Un autre géant nous a quitté

Nous voilà assis au cinoche dans un de ces gros fauteuils muni d’un de ces supports pour les barils de boissons gazeuses. Sur l’écran y’a ce dernier gros blockbuster américain qui vous poivre les yeux et les oreilles (mais pas le cerveau). Ça pétarade, ça pète, ça rugit et ça détonne. Boum, crac! Des monstres se tapochent sur la tronche en se lançant tout ce qui leur tombe sous la main; des voitures, des camions, des trains, des avions, des buildings.

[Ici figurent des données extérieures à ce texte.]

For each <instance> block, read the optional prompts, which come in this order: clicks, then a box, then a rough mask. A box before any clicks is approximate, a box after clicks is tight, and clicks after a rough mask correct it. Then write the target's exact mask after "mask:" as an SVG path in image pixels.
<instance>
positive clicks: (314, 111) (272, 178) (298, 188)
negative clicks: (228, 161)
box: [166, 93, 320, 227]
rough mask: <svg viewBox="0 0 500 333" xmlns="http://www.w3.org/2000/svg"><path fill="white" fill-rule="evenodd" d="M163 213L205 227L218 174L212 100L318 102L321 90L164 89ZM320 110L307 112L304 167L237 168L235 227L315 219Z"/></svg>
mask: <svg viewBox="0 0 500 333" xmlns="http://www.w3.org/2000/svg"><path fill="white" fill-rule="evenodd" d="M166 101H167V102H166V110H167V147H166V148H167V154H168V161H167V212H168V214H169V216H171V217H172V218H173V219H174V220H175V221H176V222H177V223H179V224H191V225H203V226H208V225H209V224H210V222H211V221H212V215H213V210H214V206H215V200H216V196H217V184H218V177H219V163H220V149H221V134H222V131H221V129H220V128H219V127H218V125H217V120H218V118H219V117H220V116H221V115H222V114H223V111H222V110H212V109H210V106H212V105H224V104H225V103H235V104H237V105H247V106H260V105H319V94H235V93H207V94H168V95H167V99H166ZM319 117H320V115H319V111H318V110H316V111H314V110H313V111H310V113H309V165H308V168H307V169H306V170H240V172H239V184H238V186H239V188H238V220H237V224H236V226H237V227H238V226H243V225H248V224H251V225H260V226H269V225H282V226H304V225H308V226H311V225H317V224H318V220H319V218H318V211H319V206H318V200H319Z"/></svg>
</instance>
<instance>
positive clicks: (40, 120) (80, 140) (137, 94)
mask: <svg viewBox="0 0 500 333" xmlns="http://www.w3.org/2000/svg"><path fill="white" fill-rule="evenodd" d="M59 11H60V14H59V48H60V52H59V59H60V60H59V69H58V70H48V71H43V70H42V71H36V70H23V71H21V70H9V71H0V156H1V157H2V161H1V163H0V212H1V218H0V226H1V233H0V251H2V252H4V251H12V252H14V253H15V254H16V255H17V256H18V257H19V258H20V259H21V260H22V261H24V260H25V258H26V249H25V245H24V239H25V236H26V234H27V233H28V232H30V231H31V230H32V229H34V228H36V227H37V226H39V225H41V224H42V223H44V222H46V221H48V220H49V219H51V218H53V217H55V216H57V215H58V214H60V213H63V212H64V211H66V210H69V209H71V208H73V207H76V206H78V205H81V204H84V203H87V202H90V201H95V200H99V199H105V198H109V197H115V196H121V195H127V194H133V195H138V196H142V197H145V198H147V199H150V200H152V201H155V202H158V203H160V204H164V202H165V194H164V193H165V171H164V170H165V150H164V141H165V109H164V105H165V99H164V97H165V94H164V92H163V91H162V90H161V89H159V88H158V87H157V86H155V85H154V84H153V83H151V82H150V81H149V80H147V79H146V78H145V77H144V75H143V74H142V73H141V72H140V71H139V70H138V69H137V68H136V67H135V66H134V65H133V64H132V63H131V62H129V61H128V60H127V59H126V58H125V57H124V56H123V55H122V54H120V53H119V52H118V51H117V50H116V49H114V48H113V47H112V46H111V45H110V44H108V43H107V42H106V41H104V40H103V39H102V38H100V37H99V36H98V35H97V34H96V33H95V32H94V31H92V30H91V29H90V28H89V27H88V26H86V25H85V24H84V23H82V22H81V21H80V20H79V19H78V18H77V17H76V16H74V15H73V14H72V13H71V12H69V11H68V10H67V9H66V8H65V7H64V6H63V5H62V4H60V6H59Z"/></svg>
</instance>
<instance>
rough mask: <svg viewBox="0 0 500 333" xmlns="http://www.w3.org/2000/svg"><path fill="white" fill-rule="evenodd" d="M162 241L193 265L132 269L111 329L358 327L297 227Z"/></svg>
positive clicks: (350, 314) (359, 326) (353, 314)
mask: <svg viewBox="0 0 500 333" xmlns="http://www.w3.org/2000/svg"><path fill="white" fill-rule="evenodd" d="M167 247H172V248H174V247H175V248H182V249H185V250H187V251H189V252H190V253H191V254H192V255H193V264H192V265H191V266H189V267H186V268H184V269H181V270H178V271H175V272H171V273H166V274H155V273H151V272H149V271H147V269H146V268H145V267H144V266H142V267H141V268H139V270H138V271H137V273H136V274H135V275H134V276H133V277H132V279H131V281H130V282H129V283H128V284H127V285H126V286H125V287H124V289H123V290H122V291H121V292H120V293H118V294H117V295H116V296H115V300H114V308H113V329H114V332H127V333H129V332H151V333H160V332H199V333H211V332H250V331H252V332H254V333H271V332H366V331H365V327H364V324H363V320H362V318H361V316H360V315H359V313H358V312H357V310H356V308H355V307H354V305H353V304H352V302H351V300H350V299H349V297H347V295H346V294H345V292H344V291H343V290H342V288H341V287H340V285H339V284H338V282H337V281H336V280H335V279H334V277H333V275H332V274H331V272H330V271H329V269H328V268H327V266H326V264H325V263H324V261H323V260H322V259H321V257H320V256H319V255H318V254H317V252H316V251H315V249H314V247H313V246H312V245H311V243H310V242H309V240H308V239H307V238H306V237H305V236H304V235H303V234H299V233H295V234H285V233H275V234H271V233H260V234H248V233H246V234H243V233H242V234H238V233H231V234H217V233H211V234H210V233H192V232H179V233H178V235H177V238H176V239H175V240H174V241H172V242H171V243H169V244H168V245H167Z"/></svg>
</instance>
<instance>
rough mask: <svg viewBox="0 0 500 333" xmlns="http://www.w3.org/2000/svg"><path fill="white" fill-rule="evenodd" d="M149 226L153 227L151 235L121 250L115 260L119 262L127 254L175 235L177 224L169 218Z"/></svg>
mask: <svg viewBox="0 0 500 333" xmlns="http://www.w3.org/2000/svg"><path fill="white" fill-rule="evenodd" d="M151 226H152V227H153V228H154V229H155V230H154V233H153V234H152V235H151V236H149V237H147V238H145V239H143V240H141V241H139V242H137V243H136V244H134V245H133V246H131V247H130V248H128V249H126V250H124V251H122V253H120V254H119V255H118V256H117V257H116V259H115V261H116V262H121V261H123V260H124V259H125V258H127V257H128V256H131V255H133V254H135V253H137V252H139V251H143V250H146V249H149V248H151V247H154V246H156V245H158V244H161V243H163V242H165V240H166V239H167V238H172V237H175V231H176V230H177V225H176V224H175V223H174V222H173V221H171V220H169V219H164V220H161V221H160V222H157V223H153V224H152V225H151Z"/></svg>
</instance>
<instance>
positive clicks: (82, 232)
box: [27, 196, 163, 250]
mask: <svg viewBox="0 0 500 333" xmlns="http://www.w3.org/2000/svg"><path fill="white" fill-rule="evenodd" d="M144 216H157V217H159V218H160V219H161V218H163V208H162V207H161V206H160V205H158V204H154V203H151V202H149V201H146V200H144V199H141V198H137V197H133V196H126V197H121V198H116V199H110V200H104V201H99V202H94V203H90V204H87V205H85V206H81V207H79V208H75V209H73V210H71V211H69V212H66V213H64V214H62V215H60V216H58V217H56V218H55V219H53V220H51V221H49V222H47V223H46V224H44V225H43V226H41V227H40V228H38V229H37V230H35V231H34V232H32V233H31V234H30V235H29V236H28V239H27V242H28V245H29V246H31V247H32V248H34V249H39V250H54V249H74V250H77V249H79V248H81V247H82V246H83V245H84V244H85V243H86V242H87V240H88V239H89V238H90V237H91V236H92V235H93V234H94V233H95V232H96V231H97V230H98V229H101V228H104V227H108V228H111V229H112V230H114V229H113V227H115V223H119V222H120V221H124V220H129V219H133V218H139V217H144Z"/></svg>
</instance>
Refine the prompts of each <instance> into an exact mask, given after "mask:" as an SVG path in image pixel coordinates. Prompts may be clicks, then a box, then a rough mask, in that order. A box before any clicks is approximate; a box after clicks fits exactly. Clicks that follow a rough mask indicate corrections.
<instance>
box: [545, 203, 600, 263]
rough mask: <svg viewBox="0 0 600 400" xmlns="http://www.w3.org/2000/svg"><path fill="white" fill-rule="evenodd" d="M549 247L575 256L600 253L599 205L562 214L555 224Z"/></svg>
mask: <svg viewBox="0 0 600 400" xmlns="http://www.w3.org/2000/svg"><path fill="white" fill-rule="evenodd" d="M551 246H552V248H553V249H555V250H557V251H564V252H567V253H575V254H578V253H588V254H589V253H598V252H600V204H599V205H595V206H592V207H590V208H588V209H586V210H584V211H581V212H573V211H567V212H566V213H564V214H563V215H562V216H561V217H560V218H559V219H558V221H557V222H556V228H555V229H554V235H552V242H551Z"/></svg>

Tiens-toi!

Même si ça décoiffe et que ça impressionne nous ne sommes pas dupe parce qu’on sait très bien que ce sont des images de synthèse entièrement concoctées par des ordinateurs. La grande majorité des films que nous voyons comportent en grande majorité de ces effets spéciaux dont la quantité et la complexité peuvent varier selon le genre et les besoins. Nous y sommes tellement habitués que nous ne les voyons pratiquement plus. Au début ça impressionnait. Suffit de penser au personnage du T-1000 dans Terminator 2, fait de métal liquide, ou de l’extra-terrestre composé d’eau dans The Abyss. Avec Jurassic Park la technologie numérique s’est imposée et de ce fait, a pratiquement signé l’arrêt de mort des techniques dites traditionnelles. C'est rapidement devenu si avançé qu'il est possible de remplacer un acteur par un personnage 3D avec une différence à peine notable.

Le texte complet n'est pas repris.